Most disease investigation and case-counting is done by state and local health departments. But quality varies state to state, and in many places it may be getting worse: State budget shortfalls and other problems led to the elimination of 7,000 health department jobs last year and 8,000 more jobs in the first six months of this year.
"You take for granted this work goes on. But it is difficult to take for granted any longer, with these cuts going on," said Robert Pestronk, executive director of the National Association of County and City Health Officials.
However, Pestronk and others think the government's current system of flu tracking is adequate and getting better.
The CDC has nine ways of monitoring influenza. Some focus on people who die from flu-like illness - one tracking deaths of children, another counting pneumonia and flu deaths of all ages in 122 cities.
Other systems gather flu-testing information from labs across the country. And some rely on reports of flu-like illness from hospital emergency departments and from estimates from state and territorial health officials.

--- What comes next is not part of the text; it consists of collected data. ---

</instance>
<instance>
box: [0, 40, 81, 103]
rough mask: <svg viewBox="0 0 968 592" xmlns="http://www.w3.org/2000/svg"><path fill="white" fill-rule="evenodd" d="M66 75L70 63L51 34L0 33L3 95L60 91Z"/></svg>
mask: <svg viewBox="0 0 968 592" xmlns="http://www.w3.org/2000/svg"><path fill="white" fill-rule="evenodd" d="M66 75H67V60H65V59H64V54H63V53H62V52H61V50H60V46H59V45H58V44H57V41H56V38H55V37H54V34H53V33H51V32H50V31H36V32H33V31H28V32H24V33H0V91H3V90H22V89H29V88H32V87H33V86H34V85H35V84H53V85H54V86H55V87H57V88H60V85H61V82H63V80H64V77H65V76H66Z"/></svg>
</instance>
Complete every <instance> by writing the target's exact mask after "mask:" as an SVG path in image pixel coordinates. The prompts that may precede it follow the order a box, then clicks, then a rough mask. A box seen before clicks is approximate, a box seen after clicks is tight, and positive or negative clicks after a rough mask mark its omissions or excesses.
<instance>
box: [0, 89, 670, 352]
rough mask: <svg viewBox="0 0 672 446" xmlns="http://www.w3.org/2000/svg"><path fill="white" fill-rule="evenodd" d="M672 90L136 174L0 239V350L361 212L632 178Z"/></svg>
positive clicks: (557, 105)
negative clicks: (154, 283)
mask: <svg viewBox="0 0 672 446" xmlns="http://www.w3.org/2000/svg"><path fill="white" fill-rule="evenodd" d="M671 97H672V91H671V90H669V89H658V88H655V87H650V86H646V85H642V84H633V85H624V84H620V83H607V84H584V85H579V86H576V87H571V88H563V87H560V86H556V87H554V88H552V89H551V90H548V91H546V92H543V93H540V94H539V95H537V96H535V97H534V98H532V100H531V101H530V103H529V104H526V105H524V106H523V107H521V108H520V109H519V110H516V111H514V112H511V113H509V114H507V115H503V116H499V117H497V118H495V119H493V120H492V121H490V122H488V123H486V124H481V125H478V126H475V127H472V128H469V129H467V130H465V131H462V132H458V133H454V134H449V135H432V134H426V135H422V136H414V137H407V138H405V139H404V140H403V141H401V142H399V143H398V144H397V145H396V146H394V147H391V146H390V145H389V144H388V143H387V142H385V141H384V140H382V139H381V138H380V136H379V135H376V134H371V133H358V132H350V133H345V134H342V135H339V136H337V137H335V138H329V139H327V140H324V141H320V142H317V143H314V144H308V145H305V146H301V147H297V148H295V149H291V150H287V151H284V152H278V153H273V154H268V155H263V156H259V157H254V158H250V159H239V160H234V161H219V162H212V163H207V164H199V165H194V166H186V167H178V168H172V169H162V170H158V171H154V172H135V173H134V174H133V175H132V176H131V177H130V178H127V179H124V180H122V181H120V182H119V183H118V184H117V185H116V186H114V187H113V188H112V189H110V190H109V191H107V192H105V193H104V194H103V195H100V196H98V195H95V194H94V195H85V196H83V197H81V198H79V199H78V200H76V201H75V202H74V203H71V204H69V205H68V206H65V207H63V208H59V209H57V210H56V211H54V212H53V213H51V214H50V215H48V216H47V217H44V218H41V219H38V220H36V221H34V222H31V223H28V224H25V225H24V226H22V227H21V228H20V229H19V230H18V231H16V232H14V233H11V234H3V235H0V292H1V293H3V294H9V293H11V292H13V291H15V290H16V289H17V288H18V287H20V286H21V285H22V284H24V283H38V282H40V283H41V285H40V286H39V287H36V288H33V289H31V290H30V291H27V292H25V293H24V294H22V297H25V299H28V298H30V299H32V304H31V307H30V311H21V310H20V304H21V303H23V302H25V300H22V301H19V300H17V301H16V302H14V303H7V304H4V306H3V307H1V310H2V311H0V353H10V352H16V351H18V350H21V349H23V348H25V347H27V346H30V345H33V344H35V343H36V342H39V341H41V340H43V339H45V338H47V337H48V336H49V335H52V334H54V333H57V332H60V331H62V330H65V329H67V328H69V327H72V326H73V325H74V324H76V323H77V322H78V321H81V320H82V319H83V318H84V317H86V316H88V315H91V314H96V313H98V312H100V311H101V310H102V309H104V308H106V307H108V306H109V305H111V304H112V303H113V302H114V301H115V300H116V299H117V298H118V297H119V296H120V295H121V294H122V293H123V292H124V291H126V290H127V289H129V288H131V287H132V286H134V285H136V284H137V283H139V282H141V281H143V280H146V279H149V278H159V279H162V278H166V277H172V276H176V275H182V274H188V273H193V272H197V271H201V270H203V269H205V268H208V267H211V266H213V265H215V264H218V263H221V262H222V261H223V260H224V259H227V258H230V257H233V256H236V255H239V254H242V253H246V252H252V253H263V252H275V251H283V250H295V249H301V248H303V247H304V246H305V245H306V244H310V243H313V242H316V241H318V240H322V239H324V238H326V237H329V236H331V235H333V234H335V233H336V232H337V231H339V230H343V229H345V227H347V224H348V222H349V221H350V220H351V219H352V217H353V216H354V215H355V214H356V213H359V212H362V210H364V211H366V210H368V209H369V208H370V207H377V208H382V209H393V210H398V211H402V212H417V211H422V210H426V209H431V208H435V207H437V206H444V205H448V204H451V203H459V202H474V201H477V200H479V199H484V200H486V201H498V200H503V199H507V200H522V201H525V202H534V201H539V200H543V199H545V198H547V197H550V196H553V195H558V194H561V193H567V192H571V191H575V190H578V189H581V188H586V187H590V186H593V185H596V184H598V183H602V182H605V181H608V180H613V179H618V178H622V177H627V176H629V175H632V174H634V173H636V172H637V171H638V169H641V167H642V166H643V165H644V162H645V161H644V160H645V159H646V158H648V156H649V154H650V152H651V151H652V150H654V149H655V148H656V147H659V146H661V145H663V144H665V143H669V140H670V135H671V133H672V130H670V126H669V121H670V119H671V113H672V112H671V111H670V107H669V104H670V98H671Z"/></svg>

Those systems combine to give a good general picture of whether more or fewer people are going to the doctor with flu, and how often lab samples are showing swine flu as compared to other respiratory bugs, health officials say.
There are problems that make even that data incomplete or inaccurate. Rapid flu tests - which are used in counting hospitalizations - are often wrong when they indicate a patient doesn't have swine flu, CDC studies have shown. In some cases, flu or swine flu was only confirmed at autopsy. But most deaths are not autopsied.
These problems are not unique to the United States. The World Health Organization also stopped counting cases in July, after deciding that tracking individual swine flu cases was too overwhelming for countries where the virus was spreading widely. The WHO has continued to update swine flu reports, but with the disclaimer that since countries are no longer required to test and report cases, WHO's numbers underestimate.
Britain also releases weekly swine flu updates, but the numbers are estimates based on how many people go to their doctors with flu-like illness, as well as calls logged to the national flu service.
Despite resource limitations and data imperfections, experts say the U.S. system is good enough to alert the experts when major changes occur in the pandemic.
"There will always be an error factor, misdiagnosis, misclassifications," said Pestronk, formerly the head of a county health department in Michigan. "We'll never be at 100 percent of people getting tested. The question is what's good enough for purposes of planning and acting on the burden of disease."